Particular / NServiceBus.Transport.AzureServiceBus

Azure Service Bus transport
Other
22 stars 19 forks source link

Add support for cross-topic subscriptions. #511

Open marcselis opened 2 years ago

marcselis commented 2 years ago

We would like to have it possible for an endpoint to subscribe to events that are published in another topic than the topic the endpoint is using.

Motivation: We do not have a dedicated NSB Operations team in our company, as we have a number of independent devops squads, that monitor their own NServiceBus endpoints. As our business is dealing with highly sensitive (personal & wages) data and ServiceControl & ServicePulse are lacking fine grained security which could limit what endpoints & (failed)messages a user can see and act upon, we can not use a single ServiceControl, Audit & Monitor set-up to monitor all NSB endpoints. (See also ServicePulse issue #453) At the moment we standardized on SQL Transport, and each of our squads have a dedicated schema in a single central NSB database, and in each schema, a dedicated ServiceControl, Audit & Monitor instance is installed that the squad uses to monitor its own endpoints. Cross squad communication is easy in SQL Transport:

We now have a number of new applications that are hosted in Azure that want to use the Azure Service Bus transport. So we would like to replicate our current SQL set-up to Azure Service Bus. We discussed this with Particular Support (see support case #00063703) and together we came up with a single Azure ServiceBus namespace with a separate topic for each of the squads, again having its own ServiceControl, Audit & Monitoring instance for each squad to monitor its own endpoints. This set-up works more or less:

All of our squads use a in-house built framework to configure NSB and in there we managed to write code to create cross-topic subscribtions directly in ASB using the ASB client that is referenced in the NSB ASB Transport, but this is not very sustainable. For example, in the latest version of the NSB ASB Transport, you switched from the Microsoft.Azure.ServiceBus package to Azure.Messaging.ServiceBus, which broke our code when upgrading to the latest version of the ASB Transport.
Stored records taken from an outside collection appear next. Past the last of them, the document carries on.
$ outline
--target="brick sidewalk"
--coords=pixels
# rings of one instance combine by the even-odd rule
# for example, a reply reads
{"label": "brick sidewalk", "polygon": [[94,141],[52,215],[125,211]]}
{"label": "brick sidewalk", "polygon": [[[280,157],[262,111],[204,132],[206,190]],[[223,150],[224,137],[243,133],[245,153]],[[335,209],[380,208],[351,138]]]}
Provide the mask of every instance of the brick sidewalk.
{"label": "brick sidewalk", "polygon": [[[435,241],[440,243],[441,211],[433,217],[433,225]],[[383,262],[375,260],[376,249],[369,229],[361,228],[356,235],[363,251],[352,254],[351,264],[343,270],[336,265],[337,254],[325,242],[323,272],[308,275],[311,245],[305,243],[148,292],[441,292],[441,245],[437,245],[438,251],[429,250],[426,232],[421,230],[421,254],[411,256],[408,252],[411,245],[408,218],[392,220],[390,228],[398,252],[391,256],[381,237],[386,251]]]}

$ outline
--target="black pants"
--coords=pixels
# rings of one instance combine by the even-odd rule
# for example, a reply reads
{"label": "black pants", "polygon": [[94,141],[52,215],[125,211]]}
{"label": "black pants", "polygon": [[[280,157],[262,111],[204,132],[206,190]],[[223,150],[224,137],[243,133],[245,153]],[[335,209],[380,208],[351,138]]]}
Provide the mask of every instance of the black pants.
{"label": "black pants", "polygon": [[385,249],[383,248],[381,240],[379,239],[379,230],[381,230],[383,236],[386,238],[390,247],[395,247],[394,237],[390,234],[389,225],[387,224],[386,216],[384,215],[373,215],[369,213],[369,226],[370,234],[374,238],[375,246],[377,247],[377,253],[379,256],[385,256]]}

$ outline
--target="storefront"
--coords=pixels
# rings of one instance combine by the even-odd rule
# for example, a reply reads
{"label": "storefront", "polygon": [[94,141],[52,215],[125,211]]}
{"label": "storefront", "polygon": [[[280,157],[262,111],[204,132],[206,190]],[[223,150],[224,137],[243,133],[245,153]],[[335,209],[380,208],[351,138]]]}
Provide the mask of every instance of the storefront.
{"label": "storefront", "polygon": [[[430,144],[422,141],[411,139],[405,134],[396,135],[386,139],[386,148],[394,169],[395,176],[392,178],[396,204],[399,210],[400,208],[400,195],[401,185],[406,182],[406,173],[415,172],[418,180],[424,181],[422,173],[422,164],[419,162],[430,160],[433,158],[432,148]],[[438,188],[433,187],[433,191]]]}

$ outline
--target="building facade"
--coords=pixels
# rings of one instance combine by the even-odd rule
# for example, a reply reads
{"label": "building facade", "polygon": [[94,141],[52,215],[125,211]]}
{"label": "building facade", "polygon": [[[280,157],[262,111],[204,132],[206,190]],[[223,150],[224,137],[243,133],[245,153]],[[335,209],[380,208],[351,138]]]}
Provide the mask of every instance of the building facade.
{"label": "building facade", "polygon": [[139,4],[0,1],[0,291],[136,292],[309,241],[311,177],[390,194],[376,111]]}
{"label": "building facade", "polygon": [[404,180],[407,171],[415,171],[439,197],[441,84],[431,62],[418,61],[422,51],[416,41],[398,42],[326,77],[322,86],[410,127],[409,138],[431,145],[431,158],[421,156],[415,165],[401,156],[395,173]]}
But more important: we are also trying to set-up a router to allow communication between the on-premise SQL transport and the ASB transport and there we are totally stuck:

SzymonPobiega commented 2 years ago

Hi @marcselis

If I understand correctly it is possible to achieve your goal with the current version of the router. Here is a draft PR that modifies the SQL Switch sample to route between ASB topics within the same namespace and a SQL transport. It uses a single instance of the Router with three interfaces.

marcselis commented 2 years ago

ok, but that still leaves the problem that an endpoint in an ASB namespace cannot subscribe to messages published by another endpoint in the same ASB namespace but using another topic to publish its messages. Technically this is perfectly possible, as in the ASB portal there is no "link" between a queue and a topic. You just create a subscription in on a topic and configure it to forward to any queue you want.
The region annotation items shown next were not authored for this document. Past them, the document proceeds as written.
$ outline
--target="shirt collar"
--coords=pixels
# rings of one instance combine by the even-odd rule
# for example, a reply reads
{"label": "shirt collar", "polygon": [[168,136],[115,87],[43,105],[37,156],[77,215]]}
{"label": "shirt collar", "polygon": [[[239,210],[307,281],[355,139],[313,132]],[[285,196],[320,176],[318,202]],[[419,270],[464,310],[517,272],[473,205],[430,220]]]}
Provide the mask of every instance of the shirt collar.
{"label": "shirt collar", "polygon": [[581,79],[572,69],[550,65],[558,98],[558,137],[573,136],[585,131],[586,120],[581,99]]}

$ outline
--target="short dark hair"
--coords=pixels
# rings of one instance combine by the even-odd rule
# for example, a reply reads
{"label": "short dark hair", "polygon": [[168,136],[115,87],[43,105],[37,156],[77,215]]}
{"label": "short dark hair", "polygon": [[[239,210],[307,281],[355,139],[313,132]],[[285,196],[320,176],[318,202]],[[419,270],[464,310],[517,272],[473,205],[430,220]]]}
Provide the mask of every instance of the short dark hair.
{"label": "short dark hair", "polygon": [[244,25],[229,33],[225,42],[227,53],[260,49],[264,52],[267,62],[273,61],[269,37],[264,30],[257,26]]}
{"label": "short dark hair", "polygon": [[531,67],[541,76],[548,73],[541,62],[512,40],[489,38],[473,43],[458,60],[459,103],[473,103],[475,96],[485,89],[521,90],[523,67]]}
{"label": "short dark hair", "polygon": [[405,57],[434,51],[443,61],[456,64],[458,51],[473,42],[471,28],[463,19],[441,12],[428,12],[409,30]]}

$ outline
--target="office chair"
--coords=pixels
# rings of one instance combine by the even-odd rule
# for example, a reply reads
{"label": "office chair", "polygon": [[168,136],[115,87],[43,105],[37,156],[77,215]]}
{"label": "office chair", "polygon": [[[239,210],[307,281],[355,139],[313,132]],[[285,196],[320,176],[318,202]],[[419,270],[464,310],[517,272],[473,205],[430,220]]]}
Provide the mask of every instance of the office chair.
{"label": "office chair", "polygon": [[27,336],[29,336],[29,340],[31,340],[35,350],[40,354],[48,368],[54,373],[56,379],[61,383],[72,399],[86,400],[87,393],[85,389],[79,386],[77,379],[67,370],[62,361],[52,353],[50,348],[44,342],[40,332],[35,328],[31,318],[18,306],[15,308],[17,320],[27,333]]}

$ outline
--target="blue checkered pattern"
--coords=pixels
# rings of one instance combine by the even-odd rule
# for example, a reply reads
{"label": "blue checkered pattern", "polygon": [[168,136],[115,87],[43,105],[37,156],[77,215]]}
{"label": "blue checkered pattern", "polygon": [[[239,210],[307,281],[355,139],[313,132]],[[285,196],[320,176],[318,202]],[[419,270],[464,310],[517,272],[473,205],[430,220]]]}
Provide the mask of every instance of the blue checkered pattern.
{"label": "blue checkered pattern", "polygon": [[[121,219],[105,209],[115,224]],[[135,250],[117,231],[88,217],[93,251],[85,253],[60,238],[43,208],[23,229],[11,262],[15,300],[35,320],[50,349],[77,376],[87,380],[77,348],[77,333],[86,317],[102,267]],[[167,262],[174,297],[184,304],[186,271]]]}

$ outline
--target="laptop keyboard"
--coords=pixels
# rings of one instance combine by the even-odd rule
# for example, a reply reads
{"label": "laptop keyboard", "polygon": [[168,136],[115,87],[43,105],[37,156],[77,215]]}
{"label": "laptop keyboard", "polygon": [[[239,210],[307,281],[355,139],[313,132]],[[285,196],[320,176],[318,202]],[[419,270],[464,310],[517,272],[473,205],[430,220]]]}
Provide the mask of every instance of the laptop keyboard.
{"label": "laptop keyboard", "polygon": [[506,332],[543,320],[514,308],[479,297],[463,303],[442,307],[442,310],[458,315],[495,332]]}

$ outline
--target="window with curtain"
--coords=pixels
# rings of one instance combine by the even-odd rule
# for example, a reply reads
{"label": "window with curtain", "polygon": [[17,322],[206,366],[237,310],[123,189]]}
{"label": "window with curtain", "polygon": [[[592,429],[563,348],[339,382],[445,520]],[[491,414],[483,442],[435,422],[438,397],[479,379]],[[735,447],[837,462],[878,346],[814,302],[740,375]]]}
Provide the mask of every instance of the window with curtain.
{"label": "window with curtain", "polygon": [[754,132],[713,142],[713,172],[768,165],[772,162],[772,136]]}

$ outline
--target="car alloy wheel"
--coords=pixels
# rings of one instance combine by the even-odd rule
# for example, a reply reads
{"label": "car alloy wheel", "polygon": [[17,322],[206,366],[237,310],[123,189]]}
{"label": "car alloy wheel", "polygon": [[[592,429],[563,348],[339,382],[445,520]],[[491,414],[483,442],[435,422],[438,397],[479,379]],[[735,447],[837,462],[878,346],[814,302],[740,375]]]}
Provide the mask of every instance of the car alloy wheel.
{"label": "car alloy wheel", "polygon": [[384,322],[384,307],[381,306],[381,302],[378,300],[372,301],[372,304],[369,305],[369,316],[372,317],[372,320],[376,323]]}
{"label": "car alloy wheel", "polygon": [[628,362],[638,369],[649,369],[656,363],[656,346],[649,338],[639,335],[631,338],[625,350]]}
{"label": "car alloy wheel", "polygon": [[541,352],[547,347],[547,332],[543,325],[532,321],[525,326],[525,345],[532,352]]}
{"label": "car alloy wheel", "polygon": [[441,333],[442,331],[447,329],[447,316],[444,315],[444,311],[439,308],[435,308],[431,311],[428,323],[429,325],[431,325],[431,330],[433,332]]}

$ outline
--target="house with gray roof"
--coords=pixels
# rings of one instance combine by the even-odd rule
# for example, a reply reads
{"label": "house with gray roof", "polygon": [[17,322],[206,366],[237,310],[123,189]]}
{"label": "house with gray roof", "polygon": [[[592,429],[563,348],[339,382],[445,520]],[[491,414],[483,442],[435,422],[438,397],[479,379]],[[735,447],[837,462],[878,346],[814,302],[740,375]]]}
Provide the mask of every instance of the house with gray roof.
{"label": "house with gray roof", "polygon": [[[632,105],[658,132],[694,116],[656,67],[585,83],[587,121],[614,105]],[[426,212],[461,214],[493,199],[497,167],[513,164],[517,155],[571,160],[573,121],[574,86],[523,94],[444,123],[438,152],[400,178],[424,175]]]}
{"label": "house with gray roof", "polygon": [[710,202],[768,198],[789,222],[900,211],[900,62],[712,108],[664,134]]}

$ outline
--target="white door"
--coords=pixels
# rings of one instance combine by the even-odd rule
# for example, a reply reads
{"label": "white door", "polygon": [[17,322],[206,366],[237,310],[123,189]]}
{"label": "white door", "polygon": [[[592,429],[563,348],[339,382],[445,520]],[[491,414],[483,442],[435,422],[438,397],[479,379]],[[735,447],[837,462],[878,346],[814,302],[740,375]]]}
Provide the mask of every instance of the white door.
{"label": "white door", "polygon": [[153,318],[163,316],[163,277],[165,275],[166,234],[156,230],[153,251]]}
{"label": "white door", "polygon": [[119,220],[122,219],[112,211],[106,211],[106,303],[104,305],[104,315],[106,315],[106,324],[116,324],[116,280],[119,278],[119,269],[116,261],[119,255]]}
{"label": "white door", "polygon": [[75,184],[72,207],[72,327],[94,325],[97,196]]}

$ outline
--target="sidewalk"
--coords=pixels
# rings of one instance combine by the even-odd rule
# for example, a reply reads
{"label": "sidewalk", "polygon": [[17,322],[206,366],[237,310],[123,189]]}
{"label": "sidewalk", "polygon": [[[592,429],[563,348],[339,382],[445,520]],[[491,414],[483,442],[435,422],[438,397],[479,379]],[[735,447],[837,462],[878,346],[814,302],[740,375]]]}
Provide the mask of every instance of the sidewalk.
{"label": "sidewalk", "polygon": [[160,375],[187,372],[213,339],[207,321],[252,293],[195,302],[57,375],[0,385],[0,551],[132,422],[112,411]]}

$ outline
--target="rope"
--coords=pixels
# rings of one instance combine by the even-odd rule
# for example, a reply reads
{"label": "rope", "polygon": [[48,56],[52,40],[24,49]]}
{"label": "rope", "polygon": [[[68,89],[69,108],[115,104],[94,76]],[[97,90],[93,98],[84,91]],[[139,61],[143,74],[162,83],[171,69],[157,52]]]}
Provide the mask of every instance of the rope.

SzymonPobiega commented 2 years ago

ok, but that still leaves the problem that an endpoint in an ASB namespace cannot subscribe to messages published by another endpoint in the same ASB namespace but using another topic to publish its messages.
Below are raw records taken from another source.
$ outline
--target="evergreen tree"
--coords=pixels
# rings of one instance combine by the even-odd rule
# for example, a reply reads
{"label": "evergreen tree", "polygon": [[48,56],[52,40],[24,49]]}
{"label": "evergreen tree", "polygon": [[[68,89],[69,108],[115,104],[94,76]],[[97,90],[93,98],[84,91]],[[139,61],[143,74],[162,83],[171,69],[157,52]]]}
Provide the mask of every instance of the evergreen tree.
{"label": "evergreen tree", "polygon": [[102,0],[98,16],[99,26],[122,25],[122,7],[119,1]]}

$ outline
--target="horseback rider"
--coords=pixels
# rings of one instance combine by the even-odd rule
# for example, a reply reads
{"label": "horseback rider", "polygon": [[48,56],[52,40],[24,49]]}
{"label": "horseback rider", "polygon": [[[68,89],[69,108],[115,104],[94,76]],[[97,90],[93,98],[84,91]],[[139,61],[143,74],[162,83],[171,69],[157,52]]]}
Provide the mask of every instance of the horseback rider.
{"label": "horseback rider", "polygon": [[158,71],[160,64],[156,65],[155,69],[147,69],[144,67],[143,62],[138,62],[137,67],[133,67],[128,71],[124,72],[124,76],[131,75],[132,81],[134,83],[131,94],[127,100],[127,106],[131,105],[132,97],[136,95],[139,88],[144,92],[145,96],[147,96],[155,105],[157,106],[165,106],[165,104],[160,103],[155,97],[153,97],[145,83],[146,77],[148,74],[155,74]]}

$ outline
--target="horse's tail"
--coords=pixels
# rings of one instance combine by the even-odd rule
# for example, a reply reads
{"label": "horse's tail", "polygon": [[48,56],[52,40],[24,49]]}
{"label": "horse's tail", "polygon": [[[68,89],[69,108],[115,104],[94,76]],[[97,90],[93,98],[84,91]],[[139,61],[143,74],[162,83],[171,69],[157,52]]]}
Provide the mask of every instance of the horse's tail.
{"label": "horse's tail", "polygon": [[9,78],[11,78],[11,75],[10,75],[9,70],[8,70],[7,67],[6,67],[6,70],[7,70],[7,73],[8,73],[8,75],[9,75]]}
That's what that sample solves, via the router.

marcselis commented 2 years ago

To me that feels like using a canon to shoot a fly. As I explained in the router issue, we currently have 3 or 4 topics in the same namespace, but that number will organically grow to 20+ in the next few years. Everytime a new topic is added, we would need to change, test & redeploy our router to support routing messages between the new and all other topics.
All to get something to work that already works when using ASB directly: If I go to the Azure portal and manually create a new subscription in topic A and point it to the receiving queue of an endpoint that is using topic B, it works. No router required. It would be really nice if the NSB ASB transport could support that out of the box, so that we don't need to create the subscriptions manually and use the router for what it does best: routing between different transports. I'm a huge fan of NServiceBus, but I'm having a hard time convincing my colleagues to use it, instead of directly using the ASB API as they currently do. They only see what it can't do, and not (yet) the huge benefits they get in return...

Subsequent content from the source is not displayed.